Made in Italy

Se il made in Italy salverà gli italiani, gli italiani saranno capaci di salvare il made in Italy?
Negli ultimi anni, la propagazione mediatica del made in Italy, la strumentalizzazione di quest’etichetta e la sua contemporanea e complicata burocratizzazione hanno in parte contributo allo svuotamento di quel senso spesso immateriale, intangibile, valoriale che ha tradizionalmente disegnato nel nostro immaginario il ritratto del made in Italy.
Come a dire che forse c’è stato un momento in cui anche senza spiegarcelo, tutti sapevamo che cosa intendere con made in Italy. Mentre oggi, forse, è necessario specificare qualche informazione in più da parte dei produttori e chiederla da parte dei consumatori/clienti.
Non solo, infatti, per alcuni vuoti giuridici è possibile aggirare certi parametri quantitativi dichiarando come italiana anche una produzione che per buona parte viene da fuori, ma il fatto stesso di produrre in Italia, oggi, non garantisce più per se stesso di essere sinonimo di qualità.

E poi c’è l’idea che del made in Italy ha Kristalia e che difende in modo convincente da vent’anni.
Kristalia crede nel senso di ricapitolare le tappe principali del tragitto di un prodotto, offrirlo al proprio pubblico, convinta che la condivisione di questa storia ne certifichi il valore. Quella storia diventa così non solo un racconto aziendale, ma un tassello della narrazione della più interessante produzione italiana, delle sue specificità, e delle ragioni per cui crediamo davvero che questo sia uno degli esempi di made in Italy da salvare.
Allora cominciamo col dire che la scelta dell’Italia, come luogo della produzione ma anche come luogo del reperimento di più del 90% delle materie prime, per Kristalia non dipende tanto dalle ragioni dei localismi o da bandiere campanilistiche, ma dal fatto che proprio l’Italia sia ritenuta ancora il migliore dei fornitori possibili nella stragrande maggioranza dei casi. Nel restante 10% dei casi, ci si rivolge ad altre eccellenze come ad esempio: il nord Europa per l’approvvigionamento dei tessuti, l’Austria per i laminati, la Germania per i materiali di ferramenta.

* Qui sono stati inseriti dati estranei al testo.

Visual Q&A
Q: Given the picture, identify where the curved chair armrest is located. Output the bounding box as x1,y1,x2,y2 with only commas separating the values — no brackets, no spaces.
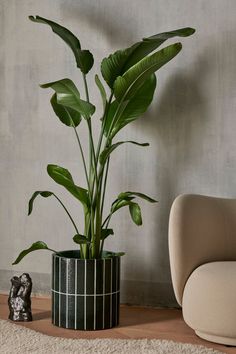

Lo stesso vale per certi tipi di lavorazioni rispetto ai quali il territorio immediatamente circostante l’azienda detiene un primato di qualità impareggiabile. Questa prossimità, anche strategicamente, diventa essenziale per controllare i processi in modo costante e diretto nel raggio di pochi km, così come verificare i risultati dei semilavorati che arrivano. Ecco come il distretto si trasforma in servizio e come la rete locale riattiva uno scambio che ancora è possibile trovare solo in certi speciali territori italiani, di cui Prata senza dubbio rappresenta un epicentro dinamico.
E ancora: pensando a un tema caldo di questi tempi come quello della manifattura italiana, Kristalia offre un buon esempio di quello che chiamiamo “alto artigianato industriale” tenendo insieme l’idea della manualità con quella della riproducibilità in serie, il concetto di alta specializzazione degli operatori con quello di produzione meccanica, l’efficienza con la slow production.
Quanto alla creatività, infine, si cerca di nuovo di scegliere il meglio, al di là della provenienza dei designer. La maggior parte delle aziende con una tradizione nel design italiano, da diversi anni, guardano anche o soprattutto all’estero per l’esplorazione dei talenti creativi. Allo stesso modo, Kristalia crede che proprio grazie alla sua forte identità culturale, nell’ambito del progetto l’impresa possa e debba dialogare con designer di tutte le lingue. Ormai da qualche anno succede che storiche aziende di design italiano si intendano di più con progettisti stranieri: questo accade perché la ricerca di un contributo creativo decisivo è incessante e non ammette confini, ma anche perché i migliori progettisti internazionali credono che sia ancora qui la patria della produzione di qualità e spesso è qui che vengono a cercare le storie più interessanti.
A volte proprio come questa, home-made in Kristalia.